Fortunately, reliable statistical computer programs can quite easily compute and graphically illustrate both the median and mean confidence intervals. For example, putting this article into perspective, the data set used in the examples contains actual data frequently used in family limited partnership analysis. These data represent the 2002 yields seen in public limited partnerships containing commercial properties, as reported by Partnership Profiles. The confidence intervals for both the mean and median from this data were calculated by a statistical computer program. In addition to the yields, the corresponding discounts in the public limited partnerships are graphically exhibited on page 49.

As can be seen by comparing the rule of thumb method to the Sign test method, the rule of thumb method produced confidence intervals of 0.00%–11.57%. These match the 0.00%–11.6% confidence intervals at the conservative 98.8% confidence level produced by the Sign test method. As noted earlier, the rule of thumb method tends to produce overly conservative confidence intervals. The Sign test method, calculated by computer, will also interpolate the confidence intervals down to the 95% confidence level, which is the more commonly accepted level.


In the above instance, the small sample sizes and the relatively large standard deviation produce confidence intervals for both the mean and the median with great breadth. Consequently, the quality and reliability of any valuation conclusion based solely on the data are poor. Merely stating a mean or a median, absent confidence intervals, is misleading. These numbers, in and of themselves, do not properly indicate the probability of accuracy of the numbers, which is best determined by the confidence interval. In other words, opposing appraisers, given a reasonable qualitative rationale, can identify a value anywhere within the confidence interval and each be statistically correct. Thus, when confidence intervals are wide, the analysis is dependent upon the strength of the qualitative arguments that appraisers bring to the valuation. Alternatively, when confidence intervals narrow, the qualitative arguments become less critical, as the data speak for themselves.

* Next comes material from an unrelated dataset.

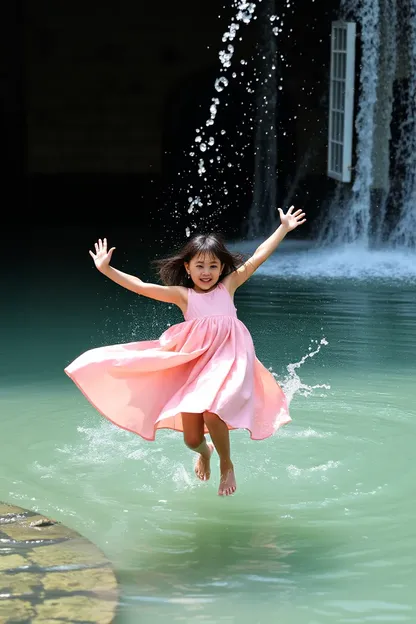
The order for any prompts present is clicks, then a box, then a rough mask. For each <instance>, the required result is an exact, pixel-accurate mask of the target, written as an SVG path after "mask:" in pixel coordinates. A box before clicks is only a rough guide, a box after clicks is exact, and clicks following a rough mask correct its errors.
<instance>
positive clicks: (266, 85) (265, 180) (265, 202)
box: [247, 0, 279, 238]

Further illustrating these points, the chart at the bottom left shows the July 2, 1996, REIT data used by the taxpayer’s appraiser in the Lappo case, about which the court was critical. The chart shows the calculations for the means, medians, standard deviations, and their respective confidence intervals and margins for error. As can be seen, these data also indicated wide variation and margin for error, which undermined the taxpayer’s conclusions of value.


In its opinions in both Lappo and Peracchio, the court asks for better statistical information and knowledge from appraisers appearing before it. This is long overdue. The above statistical procedures described provide the court with the information for which it asks. Given the court’s request for better statistical reasoning, it is important for attorneys to query their appraisers about whether they have the requisite statistical knowledge that meets the court’s demands.